She summed it up saying, “this is a book (and a film) that will lighten these more challenging days.”

This echoes my experience with the novel. The lives of the characters are both simple and complex. Simple because they live in simpler times, and worry about things like what is right, how to care for family, and how they fit in society. Their lives are also complex though, as they struggle with love, duty, poverty, the unknowns of distance and war, and ultimately death.

Both Collier and I found that the novel, though long, was a quick read. Just this week I read around 100 pages a day, each afternoon sitting by my fireplace with my cat Floyd on my lap. Collier explained why the book can fly by: “there’s quite a bit a dialogue and before you know it you’ve read 100 pages.”

Initially, I chose the book for three reasons. One, I heard that the recent movie adaptation was worth watching, and felt obligated to read the novel first. Two, I had never read the book and feel a pull to read the classics. Finally, it has been floated as a possible High School musical multiple times, and I wanted familiarity with the source material.

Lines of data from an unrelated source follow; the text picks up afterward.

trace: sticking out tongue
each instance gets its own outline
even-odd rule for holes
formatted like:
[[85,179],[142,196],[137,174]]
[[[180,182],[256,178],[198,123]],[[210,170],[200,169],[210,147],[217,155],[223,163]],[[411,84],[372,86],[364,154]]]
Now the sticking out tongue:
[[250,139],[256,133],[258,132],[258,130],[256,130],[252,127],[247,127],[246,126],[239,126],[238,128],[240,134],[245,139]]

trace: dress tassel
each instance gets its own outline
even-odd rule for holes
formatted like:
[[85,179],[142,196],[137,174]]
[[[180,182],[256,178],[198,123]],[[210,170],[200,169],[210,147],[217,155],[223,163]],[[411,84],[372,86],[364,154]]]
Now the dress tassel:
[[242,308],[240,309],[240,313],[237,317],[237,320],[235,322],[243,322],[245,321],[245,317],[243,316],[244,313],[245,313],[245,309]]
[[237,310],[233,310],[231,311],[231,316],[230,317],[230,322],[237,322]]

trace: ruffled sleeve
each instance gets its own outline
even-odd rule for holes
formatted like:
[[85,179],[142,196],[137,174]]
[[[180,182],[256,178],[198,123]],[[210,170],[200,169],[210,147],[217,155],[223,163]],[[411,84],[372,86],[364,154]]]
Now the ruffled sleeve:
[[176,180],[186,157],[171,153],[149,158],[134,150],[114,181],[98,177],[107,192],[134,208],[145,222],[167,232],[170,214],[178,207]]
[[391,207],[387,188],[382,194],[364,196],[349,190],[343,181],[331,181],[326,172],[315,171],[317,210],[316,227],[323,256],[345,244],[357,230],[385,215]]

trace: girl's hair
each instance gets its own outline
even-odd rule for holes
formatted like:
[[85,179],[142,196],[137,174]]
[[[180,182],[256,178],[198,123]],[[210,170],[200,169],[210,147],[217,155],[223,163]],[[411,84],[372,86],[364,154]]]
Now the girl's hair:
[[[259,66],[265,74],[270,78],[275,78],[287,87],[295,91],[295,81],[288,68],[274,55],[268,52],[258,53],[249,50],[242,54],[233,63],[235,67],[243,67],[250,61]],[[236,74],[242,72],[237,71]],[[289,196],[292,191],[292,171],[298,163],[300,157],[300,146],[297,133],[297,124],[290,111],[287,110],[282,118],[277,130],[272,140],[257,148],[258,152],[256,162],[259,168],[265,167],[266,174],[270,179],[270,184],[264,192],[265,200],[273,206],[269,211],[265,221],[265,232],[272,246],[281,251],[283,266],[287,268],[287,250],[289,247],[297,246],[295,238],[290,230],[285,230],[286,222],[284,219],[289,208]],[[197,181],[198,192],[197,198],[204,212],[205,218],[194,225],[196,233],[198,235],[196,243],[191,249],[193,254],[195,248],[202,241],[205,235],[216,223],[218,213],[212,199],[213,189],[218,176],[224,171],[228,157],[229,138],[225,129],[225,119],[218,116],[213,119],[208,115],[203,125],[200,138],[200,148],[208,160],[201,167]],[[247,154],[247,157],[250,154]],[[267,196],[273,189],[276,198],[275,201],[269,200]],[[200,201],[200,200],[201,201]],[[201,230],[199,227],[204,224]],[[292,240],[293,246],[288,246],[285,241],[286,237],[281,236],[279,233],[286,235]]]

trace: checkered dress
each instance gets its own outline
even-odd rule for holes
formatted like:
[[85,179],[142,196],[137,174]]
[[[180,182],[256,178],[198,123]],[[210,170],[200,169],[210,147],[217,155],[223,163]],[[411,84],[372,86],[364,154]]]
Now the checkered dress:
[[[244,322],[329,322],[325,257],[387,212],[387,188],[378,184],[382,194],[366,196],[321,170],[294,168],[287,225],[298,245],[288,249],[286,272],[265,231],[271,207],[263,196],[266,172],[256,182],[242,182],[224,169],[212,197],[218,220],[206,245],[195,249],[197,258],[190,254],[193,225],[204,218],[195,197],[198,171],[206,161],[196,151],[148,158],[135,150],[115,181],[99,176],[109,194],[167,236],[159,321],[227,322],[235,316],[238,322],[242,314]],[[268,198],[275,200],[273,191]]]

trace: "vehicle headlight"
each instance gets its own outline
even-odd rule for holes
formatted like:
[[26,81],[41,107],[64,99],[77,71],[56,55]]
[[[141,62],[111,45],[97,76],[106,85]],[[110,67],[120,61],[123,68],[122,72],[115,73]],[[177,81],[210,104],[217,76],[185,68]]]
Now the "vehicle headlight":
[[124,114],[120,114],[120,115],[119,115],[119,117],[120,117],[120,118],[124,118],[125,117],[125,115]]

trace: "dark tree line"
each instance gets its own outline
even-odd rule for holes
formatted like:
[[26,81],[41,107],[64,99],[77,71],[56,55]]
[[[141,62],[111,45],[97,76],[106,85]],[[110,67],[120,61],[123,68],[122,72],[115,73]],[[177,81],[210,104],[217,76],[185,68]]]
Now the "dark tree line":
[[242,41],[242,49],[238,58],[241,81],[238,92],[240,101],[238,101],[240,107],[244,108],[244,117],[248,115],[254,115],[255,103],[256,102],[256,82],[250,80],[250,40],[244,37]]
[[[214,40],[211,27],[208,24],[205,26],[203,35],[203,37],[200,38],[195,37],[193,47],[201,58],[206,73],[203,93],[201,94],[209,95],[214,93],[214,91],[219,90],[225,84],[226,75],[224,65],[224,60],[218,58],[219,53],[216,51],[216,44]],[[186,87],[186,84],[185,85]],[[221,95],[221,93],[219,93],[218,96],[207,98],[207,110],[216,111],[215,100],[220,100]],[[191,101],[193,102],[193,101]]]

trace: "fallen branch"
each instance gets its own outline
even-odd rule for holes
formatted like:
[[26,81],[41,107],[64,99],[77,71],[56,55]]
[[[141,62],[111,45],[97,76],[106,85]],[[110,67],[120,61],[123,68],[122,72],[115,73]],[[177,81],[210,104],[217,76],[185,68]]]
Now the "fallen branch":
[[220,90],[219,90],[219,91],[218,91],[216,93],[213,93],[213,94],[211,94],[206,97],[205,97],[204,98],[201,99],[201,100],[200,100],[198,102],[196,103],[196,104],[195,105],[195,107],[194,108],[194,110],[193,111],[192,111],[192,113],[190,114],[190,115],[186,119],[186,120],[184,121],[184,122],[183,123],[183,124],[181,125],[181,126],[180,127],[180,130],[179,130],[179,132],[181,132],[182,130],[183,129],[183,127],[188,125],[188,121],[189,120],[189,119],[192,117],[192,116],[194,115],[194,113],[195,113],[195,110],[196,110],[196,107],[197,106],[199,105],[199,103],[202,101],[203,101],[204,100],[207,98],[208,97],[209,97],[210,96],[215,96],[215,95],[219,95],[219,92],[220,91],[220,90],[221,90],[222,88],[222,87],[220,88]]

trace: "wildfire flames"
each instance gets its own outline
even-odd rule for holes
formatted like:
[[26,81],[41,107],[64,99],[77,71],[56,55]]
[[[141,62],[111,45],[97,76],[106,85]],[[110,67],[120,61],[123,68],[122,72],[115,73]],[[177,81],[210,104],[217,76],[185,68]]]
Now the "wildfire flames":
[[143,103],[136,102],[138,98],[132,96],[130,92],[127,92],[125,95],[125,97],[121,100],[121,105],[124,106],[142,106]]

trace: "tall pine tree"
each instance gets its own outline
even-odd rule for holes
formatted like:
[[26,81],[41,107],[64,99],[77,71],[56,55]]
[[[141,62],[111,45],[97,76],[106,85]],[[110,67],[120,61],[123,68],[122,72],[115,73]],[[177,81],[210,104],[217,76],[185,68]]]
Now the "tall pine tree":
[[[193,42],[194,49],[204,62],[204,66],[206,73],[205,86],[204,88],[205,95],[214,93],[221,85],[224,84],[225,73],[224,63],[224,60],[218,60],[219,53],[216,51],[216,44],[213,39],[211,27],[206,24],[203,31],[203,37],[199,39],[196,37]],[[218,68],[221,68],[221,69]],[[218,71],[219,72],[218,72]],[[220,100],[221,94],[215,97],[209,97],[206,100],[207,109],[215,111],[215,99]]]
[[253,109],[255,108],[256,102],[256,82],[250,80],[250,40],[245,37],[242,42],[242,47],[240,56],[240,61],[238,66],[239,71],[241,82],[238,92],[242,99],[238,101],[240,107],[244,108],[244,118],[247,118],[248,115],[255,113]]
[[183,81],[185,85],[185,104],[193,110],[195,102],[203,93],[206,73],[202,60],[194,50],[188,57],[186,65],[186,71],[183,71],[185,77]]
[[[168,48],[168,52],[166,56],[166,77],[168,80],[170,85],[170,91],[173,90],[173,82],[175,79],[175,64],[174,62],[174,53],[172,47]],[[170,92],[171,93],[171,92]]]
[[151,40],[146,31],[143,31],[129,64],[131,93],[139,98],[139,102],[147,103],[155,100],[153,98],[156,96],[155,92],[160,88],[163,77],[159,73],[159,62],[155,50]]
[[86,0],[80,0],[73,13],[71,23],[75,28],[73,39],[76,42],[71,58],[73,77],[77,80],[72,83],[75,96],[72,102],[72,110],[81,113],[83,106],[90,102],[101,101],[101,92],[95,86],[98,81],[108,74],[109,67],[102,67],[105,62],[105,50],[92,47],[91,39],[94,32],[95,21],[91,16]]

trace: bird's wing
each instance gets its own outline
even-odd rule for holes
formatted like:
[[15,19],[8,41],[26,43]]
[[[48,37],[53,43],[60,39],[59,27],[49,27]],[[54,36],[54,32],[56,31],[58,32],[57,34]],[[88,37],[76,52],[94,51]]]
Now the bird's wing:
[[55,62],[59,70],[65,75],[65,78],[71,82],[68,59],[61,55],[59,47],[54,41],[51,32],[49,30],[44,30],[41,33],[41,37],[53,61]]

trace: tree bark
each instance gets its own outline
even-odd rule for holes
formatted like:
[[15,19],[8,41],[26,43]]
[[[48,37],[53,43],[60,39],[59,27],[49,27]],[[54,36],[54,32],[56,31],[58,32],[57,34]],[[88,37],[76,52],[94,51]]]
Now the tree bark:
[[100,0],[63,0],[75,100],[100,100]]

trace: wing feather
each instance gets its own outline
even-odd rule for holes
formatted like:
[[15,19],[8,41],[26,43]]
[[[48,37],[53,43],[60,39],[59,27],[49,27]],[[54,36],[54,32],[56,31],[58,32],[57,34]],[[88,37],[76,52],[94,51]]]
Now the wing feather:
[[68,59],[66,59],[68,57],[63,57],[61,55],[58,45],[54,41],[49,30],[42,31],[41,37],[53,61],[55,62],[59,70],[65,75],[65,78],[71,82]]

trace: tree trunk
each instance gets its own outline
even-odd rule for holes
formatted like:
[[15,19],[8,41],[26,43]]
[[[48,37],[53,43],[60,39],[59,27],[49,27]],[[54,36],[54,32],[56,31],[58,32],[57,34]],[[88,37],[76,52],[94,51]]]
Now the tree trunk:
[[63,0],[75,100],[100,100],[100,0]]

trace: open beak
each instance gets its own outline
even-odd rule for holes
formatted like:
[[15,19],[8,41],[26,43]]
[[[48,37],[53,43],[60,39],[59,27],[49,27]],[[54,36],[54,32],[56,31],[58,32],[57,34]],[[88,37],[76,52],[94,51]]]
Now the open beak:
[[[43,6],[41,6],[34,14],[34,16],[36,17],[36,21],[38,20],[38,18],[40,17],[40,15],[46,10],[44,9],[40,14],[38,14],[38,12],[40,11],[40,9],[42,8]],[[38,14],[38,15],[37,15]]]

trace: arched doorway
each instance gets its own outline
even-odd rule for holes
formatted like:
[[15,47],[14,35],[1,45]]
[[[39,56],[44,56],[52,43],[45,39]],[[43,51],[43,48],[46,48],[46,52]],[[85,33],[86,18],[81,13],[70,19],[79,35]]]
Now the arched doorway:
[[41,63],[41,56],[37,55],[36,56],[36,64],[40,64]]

This weekend, if my wife consents, I plan to watch the 2019 adaptation, written by Greta Gerwig, starring Emma Watson, Saoirise Ronan, Florence Pugh, and Eliza Scanlon. What an impressive list of talented women! This is the 7th film adaptation, and like its predecessors it received positive reviews, netting 6 Academy Award nominations, including Best Picture. 

The March sisters on a picnic
Little Women (2019)- Empire.com

After reading the novel, I am left with the open question: Who is the ideal audience in 2020? The novel is definitely neither a children’s novel, nor an adult romance. It fits the bill of Young Adult, but it is far more challenging in vocabulary, length, and style than our modern YA novels. 

My thought is that it would be a strong choice for a parent and a teen to read at the same time. It is a novel of young adulthood, mixed with the innocence of childhood and the sometimes heavy realities of adulthood. 

Collier weighed in on the question; she believes it is for “someone who isn’t intimidated by the length, and someone who just wants a wholesome read.” 

She went on, and encapsulated the charm of the novel: “It’s inspiring in how pure and innocent the love is between the sisters, their parents, and their neighbors.  It makes readers wish we could return to these simpler times when people focused on making sure they were the best versions of themselves.”

As I turn to the movie, and to whatever novel I challenge myself with next, I know that Little Women, filled with my excited annotations, will rest on my shelf, waiting for the next reader to marvel at the March girls.